Because, in the midst of our "war on cancer," things seem to be getting lost in the fog of the war.  A new study found that only 5% of advanced cancer patients actually understood their prognosis.  These were people who had approximately four months to live.  Thirty-eight percent had never even discussed their prognosis with their oncologist.

The lead researcher said: "We were astonished to learn that only 5 percent of this sample had sufficient knowledge about their illness to make informed decisions about their care."  "Astonished" would be a good word to use; "appalled" might be another.

It's not clear if this is due to patients not asking, or to their doctors not telling.  It is most likely some of both.  Two oncologists illustrate their dilemma in a poignant column, How Much Do You Want to Know about Your Cancer?   They can give numbers, they can speak in generalities, they can help their patients make plans, but they can't read their patients' minds about how -- or if -- they want to hear the bad news.

And it is often bad news.  In their words, for many patients they say it boils down to: "Spoiler alert: Despite all the exciting stories about progress against cancer that you’ve heard about in the news, there is no cure for most types of cancer once they have spread to other organs."

We talk about wanting to be informed patients, about taking more responsibility for our health, about being partners with our doctors and other health care professionals, but when things get scary, as they can uniquely do when it comes to our health, maybe not so much.

Maybe all this is too pessimistic.  We are making progress, to the point when many cancer patients whose post-diagnosis survival might once have been measured in months are now living for years -- sometimes apparently cancer-free.  There is particular excitement around so-called checkpoint inhibitors that help unleash the body's own immune system to fight cancer.  

Even more promising, German researchers have just published results that they believe represent a "very positive step" towards  creating a universal vaccine against cancer -- not just curing but immunizing against cancer.  That is truly the Holy Grail of cancer research.

The biggest problem is that, to date, the cost of cancer drugs has been astronomical (pun intended).  Some of the drugs can cost over $100,000 annually, making those longer lifespans not look quite as rosy, at least for the people paying that bill (that would be us, folks, one way or another).  Indeed, recent research confirms that the U.S. is getting less bang for its cancer bucks compared to other countries.  Maybe a "vaccine" will upend all the current cost-benefit calculations -- or maybe it, too, will get caught up in the big money arms race.

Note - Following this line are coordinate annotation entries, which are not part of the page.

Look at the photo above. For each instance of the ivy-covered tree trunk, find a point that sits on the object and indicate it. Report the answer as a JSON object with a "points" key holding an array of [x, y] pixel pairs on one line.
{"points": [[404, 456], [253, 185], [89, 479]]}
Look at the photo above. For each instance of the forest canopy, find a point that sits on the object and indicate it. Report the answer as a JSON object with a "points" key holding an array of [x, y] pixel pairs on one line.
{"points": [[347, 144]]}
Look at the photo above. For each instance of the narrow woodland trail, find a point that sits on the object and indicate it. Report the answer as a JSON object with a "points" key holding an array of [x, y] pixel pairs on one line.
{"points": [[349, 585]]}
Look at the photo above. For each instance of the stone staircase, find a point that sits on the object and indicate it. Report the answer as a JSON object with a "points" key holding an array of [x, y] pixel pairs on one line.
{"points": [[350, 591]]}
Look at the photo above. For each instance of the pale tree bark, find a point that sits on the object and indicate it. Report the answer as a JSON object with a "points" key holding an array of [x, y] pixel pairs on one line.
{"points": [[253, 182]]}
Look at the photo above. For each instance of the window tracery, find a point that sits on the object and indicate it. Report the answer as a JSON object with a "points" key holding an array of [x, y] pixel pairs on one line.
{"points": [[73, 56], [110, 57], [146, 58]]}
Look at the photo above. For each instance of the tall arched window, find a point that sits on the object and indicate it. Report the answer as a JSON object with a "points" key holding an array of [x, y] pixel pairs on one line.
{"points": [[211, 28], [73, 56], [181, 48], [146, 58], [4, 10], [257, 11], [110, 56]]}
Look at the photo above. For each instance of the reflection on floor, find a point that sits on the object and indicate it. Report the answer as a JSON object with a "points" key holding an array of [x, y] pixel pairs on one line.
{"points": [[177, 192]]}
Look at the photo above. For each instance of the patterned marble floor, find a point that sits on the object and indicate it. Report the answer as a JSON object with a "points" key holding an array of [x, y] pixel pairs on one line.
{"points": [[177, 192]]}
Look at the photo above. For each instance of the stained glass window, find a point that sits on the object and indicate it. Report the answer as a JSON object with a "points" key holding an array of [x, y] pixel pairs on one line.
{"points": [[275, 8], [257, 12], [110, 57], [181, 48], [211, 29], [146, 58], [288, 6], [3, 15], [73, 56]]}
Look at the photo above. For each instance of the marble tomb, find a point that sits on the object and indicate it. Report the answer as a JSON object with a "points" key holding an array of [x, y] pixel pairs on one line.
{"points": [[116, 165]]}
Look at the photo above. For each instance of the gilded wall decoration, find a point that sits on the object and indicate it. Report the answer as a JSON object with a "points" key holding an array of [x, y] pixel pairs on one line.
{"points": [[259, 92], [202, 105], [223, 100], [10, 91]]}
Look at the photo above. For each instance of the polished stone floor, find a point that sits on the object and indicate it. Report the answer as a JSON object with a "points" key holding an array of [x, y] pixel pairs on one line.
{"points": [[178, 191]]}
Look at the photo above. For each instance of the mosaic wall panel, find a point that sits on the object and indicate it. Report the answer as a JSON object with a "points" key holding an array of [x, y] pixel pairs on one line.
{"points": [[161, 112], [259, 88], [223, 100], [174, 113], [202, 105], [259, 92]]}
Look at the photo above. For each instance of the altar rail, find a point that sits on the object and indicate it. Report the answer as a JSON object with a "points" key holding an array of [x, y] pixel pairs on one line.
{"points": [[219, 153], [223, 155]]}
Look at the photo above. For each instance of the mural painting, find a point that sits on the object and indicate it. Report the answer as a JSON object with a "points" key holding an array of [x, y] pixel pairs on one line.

Imagine what a Valeant might charge for such a vaccine.

When it is us or a loved one with cancer, it often seems like no drug is too expensive, no treatment too experimental, even if it might buy only a few more months of life -- and not necessarily months with a very high quality of life.  Many of us would be willing to spend all of our savings on such options.  The problem is, we're often willing to spend everyone else's money too, and that's just not a choice we should get to make unilaterally.

All the talk of moonshots, better survival rates, and promising new treatments sometimes can lull us into a false sense of optimism.  But, hey -- Baby Boomers may not live long enough for many of them to worry about cancer.  They'll be too busy dealing with the impacts of diabetes and obesity, making them "sicker seniors" than previous generations, as NPR reported.  Unfortunately, we can make equally dubious choices about those as well.

We know our behavior can help us be healthier.  For example, new research has associated exercise with lowering the risks for 13 cancers, adding to the array of similar research findings about the impacts of healthy behaviors.  Yet the CDC says only 6% of US adults are engaging in the five health-related behaviors that are associated with preventing chronic diseases.

No wonder that Dr. Brevik concluded that, instead of moonshots against cancer, "many more lives can be saved by doing the boring stuff, like getting people to stop smoking, eat healthfully, exercise and put on sunscreen."

"Boring stuff" just doesn't get headlines the way "moonshots" do.